Czyli przyznajesz autorowi cytowanej przez Ciebie wiadomości, że to głupi argument? ;-)
@DanieI może i miała być zarzutka ale argument trafiony moim zdaniem. Prawda, że i to i to jeździ natomiast wszystko poza tym to same różnice. Tak samo z zegarkiem, niby tez i jeden i drugi pokazuje czas ale różnica między kwarcowym casio za 300 zł a mechanicznym dziełem sztuki inżynierii i zegarmistrzostwa za 50k jest jak między fiesta st a porsche 911. Niby jedno i drugie jeździ, nawet jedno i drugie szybko
@Antyperspirant: Zgadzam się, ale w sumie dopóki ktoś nie nazywa kogoś debilem, bo kupuje droższy wzór czy zegarek, a po prostu wyraża opinię, że sam by tak nie zrobił, bo nie widzi powodów, to chyba jest ok ;)

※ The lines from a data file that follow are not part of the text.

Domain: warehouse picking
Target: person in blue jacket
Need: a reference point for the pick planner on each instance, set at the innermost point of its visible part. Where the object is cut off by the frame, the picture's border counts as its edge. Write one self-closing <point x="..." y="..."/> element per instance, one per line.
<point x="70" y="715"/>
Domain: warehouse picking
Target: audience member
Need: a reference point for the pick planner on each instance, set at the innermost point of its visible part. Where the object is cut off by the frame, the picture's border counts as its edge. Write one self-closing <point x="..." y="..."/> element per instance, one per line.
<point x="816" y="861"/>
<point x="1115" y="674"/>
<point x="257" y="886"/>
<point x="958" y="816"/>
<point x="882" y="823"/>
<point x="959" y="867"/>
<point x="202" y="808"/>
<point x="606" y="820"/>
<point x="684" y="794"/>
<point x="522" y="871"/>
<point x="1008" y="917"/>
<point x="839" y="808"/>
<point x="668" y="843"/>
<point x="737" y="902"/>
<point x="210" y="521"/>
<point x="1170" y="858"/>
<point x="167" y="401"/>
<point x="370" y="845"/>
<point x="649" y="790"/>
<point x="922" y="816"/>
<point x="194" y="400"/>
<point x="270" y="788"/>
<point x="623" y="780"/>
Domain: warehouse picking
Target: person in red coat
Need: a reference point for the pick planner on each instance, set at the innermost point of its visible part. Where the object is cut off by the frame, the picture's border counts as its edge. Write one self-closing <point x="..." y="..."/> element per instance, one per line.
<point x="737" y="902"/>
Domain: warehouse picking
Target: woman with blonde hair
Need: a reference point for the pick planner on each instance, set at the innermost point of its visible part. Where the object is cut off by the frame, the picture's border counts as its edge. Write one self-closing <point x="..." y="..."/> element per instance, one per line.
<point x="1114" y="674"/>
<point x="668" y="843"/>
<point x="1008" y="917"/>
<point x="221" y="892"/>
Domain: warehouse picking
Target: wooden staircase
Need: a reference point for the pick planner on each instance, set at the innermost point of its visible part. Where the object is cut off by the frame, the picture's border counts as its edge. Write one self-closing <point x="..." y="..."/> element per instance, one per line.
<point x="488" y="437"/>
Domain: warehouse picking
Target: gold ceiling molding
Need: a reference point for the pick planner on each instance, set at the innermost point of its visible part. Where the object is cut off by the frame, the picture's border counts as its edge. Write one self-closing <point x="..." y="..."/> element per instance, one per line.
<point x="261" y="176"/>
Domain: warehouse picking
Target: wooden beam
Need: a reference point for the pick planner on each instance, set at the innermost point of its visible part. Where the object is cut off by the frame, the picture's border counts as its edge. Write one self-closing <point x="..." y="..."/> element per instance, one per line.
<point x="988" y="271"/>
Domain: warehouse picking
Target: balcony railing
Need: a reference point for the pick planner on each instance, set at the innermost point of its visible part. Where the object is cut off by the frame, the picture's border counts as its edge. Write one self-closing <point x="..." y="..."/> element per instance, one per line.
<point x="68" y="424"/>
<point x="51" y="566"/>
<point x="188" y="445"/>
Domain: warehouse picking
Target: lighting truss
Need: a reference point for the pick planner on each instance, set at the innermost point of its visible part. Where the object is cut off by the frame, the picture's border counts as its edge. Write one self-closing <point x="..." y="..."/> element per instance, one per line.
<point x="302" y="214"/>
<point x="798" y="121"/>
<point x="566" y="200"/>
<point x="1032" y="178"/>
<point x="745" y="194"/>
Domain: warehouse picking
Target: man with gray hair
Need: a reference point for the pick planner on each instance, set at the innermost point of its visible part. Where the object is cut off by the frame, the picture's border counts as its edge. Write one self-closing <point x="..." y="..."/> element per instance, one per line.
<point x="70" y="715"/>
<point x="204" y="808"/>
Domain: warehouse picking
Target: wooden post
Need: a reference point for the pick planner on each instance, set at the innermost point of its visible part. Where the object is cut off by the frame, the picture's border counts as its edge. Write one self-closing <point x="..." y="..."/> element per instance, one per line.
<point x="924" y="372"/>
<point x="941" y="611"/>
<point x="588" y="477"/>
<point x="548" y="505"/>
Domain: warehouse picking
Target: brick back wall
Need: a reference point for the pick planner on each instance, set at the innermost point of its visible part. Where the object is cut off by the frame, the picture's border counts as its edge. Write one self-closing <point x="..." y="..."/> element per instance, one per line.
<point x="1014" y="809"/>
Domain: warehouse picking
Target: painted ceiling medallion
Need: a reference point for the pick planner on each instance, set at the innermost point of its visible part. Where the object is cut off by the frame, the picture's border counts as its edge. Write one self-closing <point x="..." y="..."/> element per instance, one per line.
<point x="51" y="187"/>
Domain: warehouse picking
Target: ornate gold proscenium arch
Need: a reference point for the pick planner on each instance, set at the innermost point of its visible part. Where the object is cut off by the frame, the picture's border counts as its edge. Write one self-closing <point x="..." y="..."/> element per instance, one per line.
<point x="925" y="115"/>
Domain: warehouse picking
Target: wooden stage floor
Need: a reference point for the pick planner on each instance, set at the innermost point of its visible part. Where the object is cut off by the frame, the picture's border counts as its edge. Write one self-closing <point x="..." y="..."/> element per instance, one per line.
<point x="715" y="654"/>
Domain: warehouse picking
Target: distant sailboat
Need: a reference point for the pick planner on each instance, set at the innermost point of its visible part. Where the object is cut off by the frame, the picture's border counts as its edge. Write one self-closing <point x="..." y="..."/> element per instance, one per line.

@Piesa: zapomniałem dopisać, że ja w najbliższym czasie nie wydałbym tylu pieniędzy na zegarek, ale to moja sprawa. Nie jest to powodem, na obrażanie ludzi, którzy jednak to robią i tak, masz rację - dopóki się nie wyzywa, a tylko wyraża opinie, to jest ok. Niestety, zwłaszcza w internecie, rzadko bywa "ok"
Nigdy nie zrozumiem podniecania się samochodem droższym niż 1000zł. Przecież i to jeździ i to jeździ i do celu dowiezie. Poza szpanem taki samochód nie ma zastosowania.( ͡° ͜ʖ ͡°)


@3w3linka: Zły przykład. Samochód za 1000 zł nie jeździ. Psuje się, jest zawodny, niewygodny itp. Nie spełnia swoich funkcji. Natomiast zegarek za 300 zł spełnia swoją funkcję tak samo dobrze, jak ten za 30 tys.